A grant proposal is primarily a description of a problem to be solved, the work to be done, the concept to be investigated or developed. The proposal also contains a budget. It may include other sections or attachments (such as letters of support or endorsement). Given the increasing competitiveness of the grant proposal funding environment, it is more important than ever before that a proposal be better than the competitors -- if it is to be successful and funded.
The following are helpful hints for writing a successful proposal:
- Submit a clearly presented and organized proposal; it should include a clear statement of the problem, arguments demonstrating the value of conducting the research or the program, and information to convince reviewers that the work can progress effectively.
- Pay particular attention to the abstract - often the first part to be read and sometimes the only part read given the large volume of proposals that many reviewers evaluate - and make sure the abstract reflects the contents of the proposal.
- Explain why the applicant is uniquely qualified to do the work.
- Use data to strengthen arguments and avoid unsupported general statements.
- Make sure the budget is realistic for the work proposed.
- Describe clearly the qualifications of the personnel who will do the work.
- State clearly and in detail the objectives and methodology of the work.
- Describe the availability of necessary equipment or facilities.
- Avoid work that replicates the work of others or previously done work.

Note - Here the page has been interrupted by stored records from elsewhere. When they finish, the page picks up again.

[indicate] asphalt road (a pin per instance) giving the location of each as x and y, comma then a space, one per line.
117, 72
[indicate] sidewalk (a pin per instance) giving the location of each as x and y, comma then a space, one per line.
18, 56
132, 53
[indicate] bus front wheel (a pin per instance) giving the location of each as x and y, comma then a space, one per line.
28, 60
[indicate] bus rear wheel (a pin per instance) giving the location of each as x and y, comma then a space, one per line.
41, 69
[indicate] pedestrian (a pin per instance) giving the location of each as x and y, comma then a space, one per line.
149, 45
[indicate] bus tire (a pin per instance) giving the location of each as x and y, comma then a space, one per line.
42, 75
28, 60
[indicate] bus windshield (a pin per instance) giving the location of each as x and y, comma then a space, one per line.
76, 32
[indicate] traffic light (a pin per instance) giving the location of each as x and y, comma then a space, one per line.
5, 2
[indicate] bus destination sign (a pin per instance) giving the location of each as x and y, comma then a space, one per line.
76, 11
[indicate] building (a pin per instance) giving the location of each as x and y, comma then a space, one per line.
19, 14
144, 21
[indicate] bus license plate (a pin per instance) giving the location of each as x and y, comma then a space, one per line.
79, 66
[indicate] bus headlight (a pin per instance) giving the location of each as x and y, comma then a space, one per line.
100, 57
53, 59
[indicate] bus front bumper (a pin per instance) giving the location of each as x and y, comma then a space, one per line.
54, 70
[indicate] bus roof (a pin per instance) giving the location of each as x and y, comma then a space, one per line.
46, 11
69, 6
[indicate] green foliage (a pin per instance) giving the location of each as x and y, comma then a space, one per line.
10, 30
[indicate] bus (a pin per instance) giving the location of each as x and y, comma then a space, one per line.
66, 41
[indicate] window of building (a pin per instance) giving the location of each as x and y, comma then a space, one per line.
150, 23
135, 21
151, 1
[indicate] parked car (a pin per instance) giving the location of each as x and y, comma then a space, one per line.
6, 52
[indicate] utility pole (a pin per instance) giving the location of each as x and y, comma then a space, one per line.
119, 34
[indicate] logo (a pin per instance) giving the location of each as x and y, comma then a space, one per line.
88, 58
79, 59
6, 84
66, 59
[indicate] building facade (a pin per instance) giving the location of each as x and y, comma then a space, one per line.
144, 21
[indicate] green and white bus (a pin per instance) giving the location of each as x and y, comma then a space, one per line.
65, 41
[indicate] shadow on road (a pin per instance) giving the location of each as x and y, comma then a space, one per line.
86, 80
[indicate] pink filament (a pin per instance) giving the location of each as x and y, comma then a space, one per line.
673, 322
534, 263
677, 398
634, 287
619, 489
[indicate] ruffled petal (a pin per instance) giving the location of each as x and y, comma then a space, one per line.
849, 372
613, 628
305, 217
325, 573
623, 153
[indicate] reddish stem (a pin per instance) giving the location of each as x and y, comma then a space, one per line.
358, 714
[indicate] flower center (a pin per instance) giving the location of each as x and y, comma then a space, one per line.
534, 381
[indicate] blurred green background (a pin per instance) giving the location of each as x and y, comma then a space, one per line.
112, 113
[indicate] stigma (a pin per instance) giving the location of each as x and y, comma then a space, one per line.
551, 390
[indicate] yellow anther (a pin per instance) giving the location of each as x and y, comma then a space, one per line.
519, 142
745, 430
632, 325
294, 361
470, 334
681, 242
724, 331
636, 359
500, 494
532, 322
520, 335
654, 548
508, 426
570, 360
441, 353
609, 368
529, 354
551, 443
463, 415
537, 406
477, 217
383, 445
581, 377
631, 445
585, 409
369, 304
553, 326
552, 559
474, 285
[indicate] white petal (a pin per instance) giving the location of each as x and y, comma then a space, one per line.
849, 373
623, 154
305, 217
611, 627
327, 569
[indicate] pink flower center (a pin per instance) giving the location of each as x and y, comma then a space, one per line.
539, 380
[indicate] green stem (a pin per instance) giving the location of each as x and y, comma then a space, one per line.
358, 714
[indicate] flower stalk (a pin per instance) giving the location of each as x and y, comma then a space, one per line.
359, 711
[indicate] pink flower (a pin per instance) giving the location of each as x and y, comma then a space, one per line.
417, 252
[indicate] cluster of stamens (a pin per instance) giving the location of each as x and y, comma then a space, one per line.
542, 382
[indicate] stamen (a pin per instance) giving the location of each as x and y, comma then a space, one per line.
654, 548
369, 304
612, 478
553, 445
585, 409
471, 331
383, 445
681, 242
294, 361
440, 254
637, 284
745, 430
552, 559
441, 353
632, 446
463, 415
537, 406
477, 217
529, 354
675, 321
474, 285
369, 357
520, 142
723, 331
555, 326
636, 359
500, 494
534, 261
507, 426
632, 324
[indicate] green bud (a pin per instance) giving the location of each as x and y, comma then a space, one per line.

- Follow all program guidelines carefully -- be sure to include all required sections, forms, or other documents and accurately complete all forms.
- Do not overlook the obvious -- make sure words are spelled correctly and use correct grammar.
- Match the proposed work to the funding agency's mission; most agencies sponsor projects that meet or have the potential to meet a particular need of society and/or significantly advance a field of knowledge.
- Do not hesitate to contact the funding agency to discuss an idea for a proposal; many agencies actively encourage such preliminary discussions and it is often possible to establish a productive relationship with the funding agency's program officer.